One of the big questions we are asking, of course, is, "what is the probability that these two curves are not from the same population?" This is represented in studies as the "p-value". Obtaining a p-value first requires you to "fit" your data into a standard normal distribution, which for our purposes is generally more than acceptable. You can't compare two curves unless you compare two curves against the same standard, but I'll spare you the details of how you do it, just be aware that the comparison is made fairly.
You can maybe get a feel for the challenges of this question from the image below. Remember, we're taking one set of readings for each treatment, and if we were to take another set just for good measure, the peak could be quite different just by chance. There's a 95% chance the peak could be anywhere in your confidence interval. Sometimes you see this from week to week in the presidential polls, when the 1500 or so people who respond to the poll in one week seem to show a major swing in opinion from the week prior. News outlets tend to run with the horse race narrative, looking for the one gaffe or moment that caused this crazy swing. The Nate Silvers of the world look at the swing and say, "Simmer down, people. It's almost certainly due to randomness."

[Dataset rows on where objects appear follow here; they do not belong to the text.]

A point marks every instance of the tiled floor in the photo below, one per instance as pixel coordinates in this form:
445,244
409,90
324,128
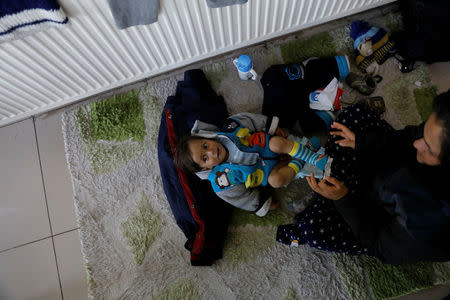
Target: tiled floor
40,256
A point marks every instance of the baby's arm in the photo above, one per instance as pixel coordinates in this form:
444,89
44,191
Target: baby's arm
257,122
257,200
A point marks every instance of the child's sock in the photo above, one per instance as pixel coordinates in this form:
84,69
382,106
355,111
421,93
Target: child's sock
296,165
301,152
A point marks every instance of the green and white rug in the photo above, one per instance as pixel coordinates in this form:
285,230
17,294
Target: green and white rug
131,244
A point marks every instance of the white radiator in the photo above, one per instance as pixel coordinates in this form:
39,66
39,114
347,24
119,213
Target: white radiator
53,68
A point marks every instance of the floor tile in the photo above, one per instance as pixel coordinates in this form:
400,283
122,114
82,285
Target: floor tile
56,174
29,272
440,75
71,266
435,293
23,212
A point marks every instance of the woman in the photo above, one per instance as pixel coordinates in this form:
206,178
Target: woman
388,196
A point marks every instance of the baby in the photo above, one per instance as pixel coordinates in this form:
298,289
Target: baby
247,152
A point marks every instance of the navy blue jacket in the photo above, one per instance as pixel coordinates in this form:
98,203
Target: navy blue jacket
200,214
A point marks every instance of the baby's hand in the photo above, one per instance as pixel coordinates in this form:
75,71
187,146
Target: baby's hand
348,136
280,132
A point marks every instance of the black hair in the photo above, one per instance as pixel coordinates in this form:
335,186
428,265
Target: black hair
441,106
182,157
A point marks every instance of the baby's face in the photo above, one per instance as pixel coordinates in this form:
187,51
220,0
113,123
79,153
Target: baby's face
207,153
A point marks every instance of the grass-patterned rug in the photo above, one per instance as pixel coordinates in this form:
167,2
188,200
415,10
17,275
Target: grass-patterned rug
130,242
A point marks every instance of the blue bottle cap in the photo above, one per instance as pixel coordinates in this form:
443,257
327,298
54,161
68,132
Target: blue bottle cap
244,63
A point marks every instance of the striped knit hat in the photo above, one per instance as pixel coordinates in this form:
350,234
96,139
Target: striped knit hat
382,46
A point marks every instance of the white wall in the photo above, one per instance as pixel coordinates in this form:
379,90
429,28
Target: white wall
53,68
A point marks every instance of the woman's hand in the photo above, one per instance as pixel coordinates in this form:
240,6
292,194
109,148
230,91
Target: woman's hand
329,187
280,132
348,136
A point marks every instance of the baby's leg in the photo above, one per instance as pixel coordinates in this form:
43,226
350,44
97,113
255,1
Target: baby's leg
284,172
282,145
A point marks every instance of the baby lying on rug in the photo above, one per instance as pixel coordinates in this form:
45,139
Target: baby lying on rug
247,152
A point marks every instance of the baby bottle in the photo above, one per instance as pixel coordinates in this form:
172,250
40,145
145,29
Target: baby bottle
244,65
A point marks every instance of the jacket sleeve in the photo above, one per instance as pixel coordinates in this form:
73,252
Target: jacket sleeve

|For our studies, this is what's being analyzed! Taken from Missouri State|
Because of this effect, when your curves are close together, it's going to be pretty difficult to tell the two apart. You are going to have a very high probability of accepting your hypothesis that there is no evidence of an effect, because you (hopefully) have a good amount of data, and the two groups look pretty similar. The yellow part takes the randomness of your sample into account and highlights the possibility that maybe we just caught a fluke. Maybe there is a statistical difference in real life but we just didn't happen to catch it by total chance.
The red shading, conversely, shows how we allowed a 5% chance that we did actually find evidence of an effect, but only by random chance as well. In practice, it's fairly rare that you get curves that are so far apart you're practically certain that you found evidence of an effect. If you are reading about a study, it's because they found this evidence, and the media thought it was going to generate interest. By convention, the researchers allowed themselves the same 5% cutoff point of being in error, and often times the reported p-value is pretty close to that 5% cutoff.
And now you know, in excruciating detail, why any single study is just one piece of evidence to throw onto the scale and weigh, even in the best possible circumstances. But statistical uncertainty is just the very, very tip of the iceberg.